Figure 3, Effectiveness of precautions taken against errors independently of risk
The analysis of the accidents sketched above shows that the failure of computer-controlled safeguards is caused not only by random component faults, but also by particular operating conditions which the programmer has failed to take into account. The not immediately obvious consequences of program modifications made in the course of system maintenance constitute a further source of error. It follows that there can be failures in safety systems controlled by microprocessors which, though made during the development of the system, can lead to a dangerous situation only during operation. Precautions against such failures must therefore be taken while safety-related systems are in the development stage. These so-called failure-avoidance measures must be taken not only during the concept phase, but also in the process of development, installation and modification. Certain failures can be avoided if they are discovered and corrected during this process (DIN 1990).

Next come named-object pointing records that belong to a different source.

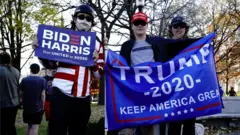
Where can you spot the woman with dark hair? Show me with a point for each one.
(9, 78)
(178, 29)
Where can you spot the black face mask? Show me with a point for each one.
(179, 25)
(139, 22)
(82, 17)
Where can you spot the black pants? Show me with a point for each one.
(8, 118)
(68, 114)
(188, 127)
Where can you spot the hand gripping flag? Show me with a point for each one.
(153, 92)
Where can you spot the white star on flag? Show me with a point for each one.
(179, 112)
(191, 110)
(185, 111)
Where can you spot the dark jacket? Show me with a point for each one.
(163, 49)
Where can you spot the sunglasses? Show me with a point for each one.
(137, 23)
(179, 25)
(82, 17)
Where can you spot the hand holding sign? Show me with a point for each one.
(65, 45)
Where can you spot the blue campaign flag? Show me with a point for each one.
(151, 93)
(65, 45)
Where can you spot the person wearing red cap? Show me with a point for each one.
(145, 48)
(178, 29)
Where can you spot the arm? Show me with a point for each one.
(21, 88)
(43, 97)
(97, 69)
(174, 46)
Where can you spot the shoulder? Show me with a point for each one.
(98, 46)
(155, 39)
(15, 70)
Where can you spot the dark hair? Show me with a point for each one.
(82, 9)
(177, 20)
(5, 58)
(171, 34)
(35, 68)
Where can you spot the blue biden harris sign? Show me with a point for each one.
(151, 93)
(65, 45)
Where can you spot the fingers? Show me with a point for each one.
(105, 43)
(95, 56)
(35, 43)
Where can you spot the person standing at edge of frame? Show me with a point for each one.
(155, 48)
(10, 94)
(178, 29)
(70, 106)
(33, 91)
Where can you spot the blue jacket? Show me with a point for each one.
(163, 49)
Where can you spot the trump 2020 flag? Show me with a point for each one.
(151, 93)
(65, 45)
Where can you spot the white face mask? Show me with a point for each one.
(83, 25)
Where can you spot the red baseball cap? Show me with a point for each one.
(139, 16)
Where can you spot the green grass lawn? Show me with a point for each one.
(95, 127)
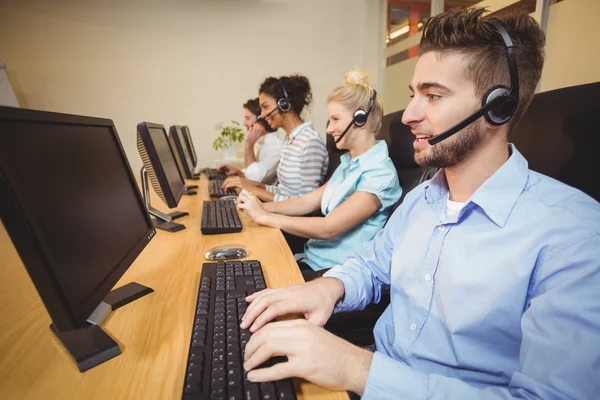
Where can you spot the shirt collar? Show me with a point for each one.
(497, 195)
(369, 159)
(296, 131)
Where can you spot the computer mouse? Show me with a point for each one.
(227, 252)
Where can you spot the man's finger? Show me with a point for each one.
(277, 372)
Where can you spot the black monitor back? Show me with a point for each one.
(71, 206)
(559, 136)
(190, 144)
(182, 154)
(159, 161)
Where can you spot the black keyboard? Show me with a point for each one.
(214, 174)
(214, 366)
(215, 189)
(220, 216)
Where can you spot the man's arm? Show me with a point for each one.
(560, 348)
(368, 271)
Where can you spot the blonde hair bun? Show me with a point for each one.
(357, 77)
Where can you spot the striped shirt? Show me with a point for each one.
(303, 164)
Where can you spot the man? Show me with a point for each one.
(494, 269)
(262, 148)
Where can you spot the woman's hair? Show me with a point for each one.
(357, 94)
(253, 106)
(297, 88)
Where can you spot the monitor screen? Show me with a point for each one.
(80, 199)
(190, 145)
(167, 159)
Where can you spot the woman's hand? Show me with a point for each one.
(229, 170)
(236, 182)
(252, 205)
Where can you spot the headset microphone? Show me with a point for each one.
(360, 116)
(499, 103)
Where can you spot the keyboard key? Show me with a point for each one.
(268, 391)
(285, 390)
(222, 351)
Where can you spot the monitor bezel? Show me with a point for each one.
(187, 135)
(172, 199)
(188, 170)
(30, 242)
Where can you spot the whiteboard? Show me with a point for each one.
(7, 94)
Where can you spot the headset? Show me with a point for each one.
(499, 103)
(360, 116)
(283, 103)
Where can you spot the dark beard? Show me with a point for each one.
(452, 150)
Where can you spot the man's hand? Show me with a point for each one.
(315, 300)
(252, 205)
(313, 354)
(229, 170)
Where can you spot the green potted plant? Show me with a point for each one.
(229, 135)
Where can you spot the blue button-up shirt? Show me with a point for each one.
(500, 301)
(371, 172)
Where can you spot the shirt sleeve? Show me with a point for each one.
(267, 160)
(383, 183)
(365, 274)
(560, 348)
(314, 160)
(255, 172)
(273, 189)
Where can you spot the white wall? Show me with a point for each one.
(180, 61)
(572, 50)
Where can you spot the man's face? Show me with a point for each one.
(443, 97)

As the last mishap described makes clear, the breakdown of a single transistor can lead to the technical failure of highly complex automated equipment. Since each single circuit is composed of many thousands of transistors and other components, numerous failure-avoidance measures must be taken to recognize such failures as turn up in operation and to initiate an appropriate reaction in the computer system. Figure 4 describes types of failures in programmable electronic systems as well as examples of precautions which may be taken to avoid and control failures in computer systems (DIN 1990; IEC 1992).
Figure 4. Examples of precautions taken to control and avoid errors in computer systems
Possibilities and Prospects of Programmable Electronic Systems in Safety Technology
Modern machines and plants are becoming increasingly complex and must achieve ever more comprehensive tasks in ever shorter periods of time. For this reason, computer systems have taken over nearly all areas of industry since the mid-1970s. This increase in complexity alone has contributed significantly to the rising costs involved in improving safety technology in such systems. Although software and computers pose a great challenge to safety in the workplace, they also make possible the implementation of new error-friendly systems in the field of safety technology.
A droll but instructive verse by Ernst Jandl will help to explain what is meant by the concept error-friendly. “Lichtung: Manche meinen lechts und rinks kann man nicht velwechsern, werch ein Illtum”. (“Dilection: Many berieve light and reft cannot be intelchanged, what an ellol”.) Despite the exchange of the letters r and l, this phrase is easily understood by a normal adult human. Even someone with low fluency in the English language can translate it into English. The task is, however, nearly impossible for a translating computer on its own.
This example shows that a human being can react in a much more error-friendly fashion than a language computer can. This means that humans, like all other living creatures, can tolerate failures by referring them to experience. If one looks at the machines in use today, one can see that the majority of machines penalize user failures not with an accident, but with a decrease in production. This property leads to the manipulation or evasion of safeguards. Modern computer technology places systems at the disposal of work safety which can react intelligently—that is, in a modified way. Such systems thus make possible an error-friendly mode of behaviour in novel machines. They warn users during a wrong operation first of all and shut the machine off only when this is the only way to avoid an accident. The analysis of accidents shows that there exists in this area a considerable potential for reducing accidents (Reinert and Reuss 1991).